(Disclosure: I contributed to this project)
The Win32 bindings are excellent. I believe your points are
invalid.
On Friday, 23 November 2012 at 11:43:21 UTC, Gor Gyolchanyan
wrote:
1. It has some pragma(lib, ...) declarations which aren't being
met and
which assume some things, that aren't true.
The libraries are here:
http://dsource.org/projects/bindings/browser/trunk/lib
And the definition files for these libraries are here:
http://dsource.org/projects/bindings/browser/trunk/def
2. It uses version identifiers to determine the, you guessed
it, version of
Windows in question. This is very bad, since it won't compile
without at
least some version identifiers
This is how the C headers work. The targeted Windows version is a
preprocessor define.
It compiles just fine without any version identifiers, but it
will target an old Windows version (95 or 98).

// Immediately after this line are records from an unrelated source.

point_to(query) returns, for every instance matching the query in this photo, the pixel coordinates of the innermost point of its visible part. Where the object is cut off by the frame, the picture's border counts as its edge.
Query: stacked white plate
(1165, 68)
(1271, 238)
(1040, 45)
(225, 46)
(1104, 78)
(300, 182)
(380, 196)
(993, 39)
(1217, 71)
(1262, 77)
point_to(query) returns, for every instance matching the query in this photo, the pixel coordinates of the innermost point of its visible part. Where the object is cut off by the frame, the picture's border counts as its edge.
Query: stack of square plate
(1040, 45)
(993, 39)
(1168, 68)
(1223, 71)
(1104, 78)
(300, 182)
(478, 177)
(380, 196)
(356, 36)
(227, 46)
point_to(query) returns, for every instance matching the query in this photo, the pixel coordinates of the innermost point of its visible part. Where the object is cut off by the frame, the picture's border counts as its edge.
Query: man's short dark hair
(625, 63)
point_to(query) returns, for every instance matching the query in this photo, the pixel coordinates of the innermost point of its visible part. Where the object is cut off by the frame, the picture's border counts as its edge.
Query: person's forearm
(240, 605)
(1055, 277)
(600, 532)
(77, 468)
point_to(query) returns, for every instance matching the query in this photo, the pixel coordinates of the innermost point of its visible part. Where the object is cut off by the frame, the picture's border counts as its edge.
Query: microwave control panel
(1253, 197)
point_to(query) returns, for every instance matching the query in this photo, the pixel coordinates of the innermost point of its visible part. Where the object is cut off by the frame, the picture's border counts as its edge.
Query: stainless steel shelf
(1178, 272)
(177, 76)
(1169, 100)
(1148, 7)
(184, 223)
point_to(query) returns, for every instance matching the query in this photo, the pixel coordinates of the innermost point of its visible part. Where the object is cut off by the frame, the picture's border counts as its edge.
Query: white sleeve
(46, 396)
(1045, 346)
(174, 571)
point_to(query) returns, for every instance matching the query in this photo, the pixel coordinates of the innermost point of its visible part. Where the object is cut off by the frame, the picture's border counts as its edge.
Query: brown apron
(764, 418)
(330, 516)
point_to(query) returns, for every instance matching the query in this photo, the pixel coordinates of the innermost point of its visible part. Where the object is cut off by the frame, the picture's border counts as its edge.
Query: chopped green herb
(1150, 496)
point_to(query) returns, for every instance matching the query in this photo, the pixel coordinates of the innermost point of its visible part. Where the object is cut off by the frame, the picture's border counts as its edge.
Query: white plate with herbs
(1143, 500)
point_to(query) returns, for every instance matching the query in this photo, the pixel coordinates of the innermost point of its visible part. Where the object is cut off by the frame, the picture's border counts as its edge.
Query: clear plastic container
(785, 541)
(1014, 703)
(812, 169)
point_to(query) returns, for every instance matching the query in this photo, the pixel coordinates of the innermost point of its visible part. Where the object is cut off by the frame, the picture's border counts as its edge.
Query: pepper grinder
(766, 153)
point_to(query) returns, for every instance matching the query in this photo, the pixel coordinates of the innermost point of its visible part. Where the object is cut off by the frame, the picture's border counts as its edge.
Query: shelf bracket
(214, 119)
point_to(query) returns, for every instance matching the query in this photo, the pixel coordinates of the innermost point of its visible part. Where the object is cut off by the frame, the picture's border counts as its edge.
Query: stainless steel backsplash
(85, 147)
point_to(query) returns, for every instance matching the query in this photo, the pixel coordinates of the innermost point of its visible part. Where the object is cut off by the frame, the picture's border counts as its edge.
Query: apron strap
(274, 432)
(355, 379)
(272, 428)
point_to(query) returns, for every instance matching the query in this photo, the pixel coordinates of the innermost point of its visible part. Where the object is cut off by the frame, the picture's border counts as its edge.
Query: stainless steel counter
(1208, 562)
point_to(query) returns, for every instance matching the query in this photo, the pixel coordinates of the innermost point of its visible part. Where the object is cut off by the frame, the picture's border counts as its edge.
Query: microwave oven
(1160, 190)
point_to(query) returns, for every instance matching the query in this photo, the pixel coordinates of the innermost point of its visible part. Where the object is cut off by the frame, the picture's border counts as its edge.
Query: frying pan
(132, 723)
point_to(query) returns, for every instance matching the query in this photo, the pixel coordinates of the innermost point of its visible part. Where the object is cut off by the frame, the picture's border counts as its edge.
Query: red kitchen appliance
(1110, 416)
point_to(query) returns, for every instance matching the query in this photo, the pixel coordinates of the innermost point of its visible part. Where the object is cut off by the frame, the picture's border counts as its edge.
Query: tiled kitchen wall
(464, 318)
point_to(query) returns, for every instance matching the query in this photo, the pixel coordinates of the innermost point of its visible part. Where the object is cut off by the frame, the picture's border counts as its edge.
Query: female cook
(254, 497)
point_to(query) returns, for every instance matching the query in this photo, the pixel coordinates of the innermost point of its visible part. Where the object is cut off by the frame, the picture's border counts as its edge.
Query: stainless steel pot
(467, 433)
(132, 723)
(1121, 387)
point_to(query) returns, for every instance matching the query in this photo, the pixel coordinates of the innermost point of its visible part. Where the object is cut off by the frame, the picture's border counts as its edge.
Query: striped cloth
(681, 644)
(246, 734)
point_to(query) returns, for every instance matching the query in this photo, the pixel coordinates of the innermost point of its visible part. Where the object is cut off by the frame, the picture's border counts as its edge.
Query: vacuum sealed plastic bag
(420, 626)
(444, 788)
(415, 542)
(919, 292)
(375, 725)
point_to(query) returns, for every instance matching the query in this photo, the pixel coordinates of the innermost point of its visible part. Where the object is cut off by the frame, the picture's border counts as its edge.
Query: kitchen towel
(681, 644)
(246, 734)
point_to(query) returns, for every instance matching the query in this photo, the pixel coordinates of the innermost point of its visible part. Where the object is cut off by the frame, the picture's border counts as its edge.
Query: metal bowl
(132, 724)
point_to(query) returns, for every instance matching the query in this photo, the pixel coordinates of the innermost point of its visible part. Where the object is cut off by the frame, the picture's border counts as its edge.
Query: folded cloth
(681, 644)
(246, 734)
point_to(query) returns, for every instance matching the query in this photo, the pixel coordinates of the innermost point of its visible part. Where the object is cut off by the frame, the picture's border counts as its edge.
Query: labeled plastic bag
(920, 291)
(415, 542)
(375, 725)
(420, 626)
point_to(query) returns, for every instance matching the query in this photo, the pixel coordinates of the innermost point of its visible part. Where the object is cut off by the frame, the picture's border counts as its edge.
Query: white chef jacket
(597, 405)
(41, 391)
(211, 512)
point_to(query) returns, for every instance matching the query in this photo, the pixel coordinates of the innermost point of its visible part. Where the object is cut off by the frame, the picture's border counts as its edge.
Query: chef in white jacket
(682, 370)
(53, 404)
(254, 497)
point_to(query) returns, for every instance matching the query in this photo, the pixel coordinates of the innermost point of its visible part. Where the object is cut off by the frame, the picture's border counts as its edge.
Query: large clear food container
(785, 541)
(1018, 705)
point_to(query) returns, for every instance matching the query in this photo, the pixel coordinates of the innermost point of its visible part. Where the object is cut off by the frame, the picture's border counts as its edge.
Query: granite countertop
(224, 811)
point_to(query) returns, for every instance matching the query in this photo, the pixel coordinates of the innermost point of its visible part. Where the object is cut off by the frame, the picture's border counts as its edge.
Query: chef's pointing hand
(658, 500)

and I'm sure we can make the OS version
available at compile-time to obviate the need for those version
identifiers.
This is a horrible idea. YOU ARE NOT TARGETING THE ENVIRONMENT
YOU ARE BUILDING FROM!
3. It includes tons of obsolete stuff, that cannot and will not
be used
ever, which are hard to track down and extract.
These headers have a long development history and are generally
rather polished. You are suggesting to throw away all that and
replacing them with something of your own?